Re-using SSL/TLS context
LZO compression initialized
Control Channel MTU parms [ L:1544 D:140 EF:40 EB:0 ET:0 EL:0 ]
Socket Buffers: R=[87380->131072] S=[16384->131072]
Data Channel MTU parms [ L:1544 D:1450 EF:44 EB:135 ET:0 EL:0 AF:3/1 ]
Local Options String: 'V4,dev-type tun,link-mtu 1544,tun-mtu 1500,proto TCPv4_CLIENT,comp-lzo,cipher BF-CBC,auth SHA1,keysize 128,key-method 2,tls-client'
Expected Remote Options String: 'V4,dev-type tun,link-mtu 1544,tun-mtu 1500,proto TCPv4_SERVER,comp-lzo,cipher BF-CBC,auth SHA1,keysize 128,key-method 2,tls-server'
Local Options hash (VER=V4): '69109d17'
Expected Remote Options hash (VER=V4): 'c0103fa8'
Attempting to establish TCP connection with [AF_INET]59.37.26.98:9005 [nonblock]

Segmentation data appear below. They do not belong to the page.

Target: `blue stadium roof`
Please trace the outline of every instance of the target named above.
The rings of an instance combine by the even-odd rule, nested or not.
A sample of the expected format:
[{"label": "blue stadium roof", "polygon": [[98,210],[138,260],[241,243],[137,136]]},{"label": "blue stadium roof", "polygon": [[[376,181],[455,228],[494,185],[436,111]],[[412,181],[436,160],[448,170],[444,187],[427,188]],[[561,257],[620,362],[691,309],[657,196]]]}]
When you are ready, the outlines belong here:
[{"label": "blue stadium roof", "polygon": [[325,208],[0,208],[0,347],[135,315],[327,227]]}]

TCP connection established with [AF_INET]59.37.26.98:9005
TCPv4_CLIENT link local: [undef]
TCPv4_CLIENT link remote: [AF_INET]59.37.26.98:9005
TLS: Initial packet from [AF_INET]59.37.26.98:9005, sid=a9f7fc71 d6c98d10
VERIFY ERROR: depth=0, error=unsupported certificate purpose: CN=lg_server_dc1
TLS_ERROR: BIO read tls_read_plaintext error: error:14090086:SSL routines:SSL3_GET_SERVER_CERTIFICATE:certificate verify failed
TLS Error: TLS object -> incoming plaintext read error
TLS Error: TLS handshake failed
Fatal TLS error (check_tls_errors_co), restarting
TCP/UDP: Closing socket
SIGUSR1[soft,tls-error] received, process restarting
Restart pause, 5 second(s)
Server config:
cd /etc/openvpn
ort 9090
proto tcp
dev tun
ca certs/ca.crt
cert certs/lg_server_dc1.crt
key keys/lg_server_dc1.key # This file should be kept secret
dh dh.pem
server 10.11.27.0 255.255.255.0
ifconfig-pool-persist ipp.txt
client-to-client
keepalive 10 120
comp-lzo
persist-key
persist-tun
status openvpn-status.log
verb 5
Client config:
cd /etc/openvpn
client
dev tun
proto tcp
remote 1.2.3.4 9090
resolv-retry infinite
nobind
persist-key
persist-tun
ca certs/ca.crt
cert certs/lg_cp978.crt
key keys/lg_cp978.key
comp-lzo
verb 4
Could you please have look at my case and guess what' s the possible cause? Thanks in advance!
-woody
Thank you! I understand where is the problem, And, after I regenerate the server key, I got it run w/o problem.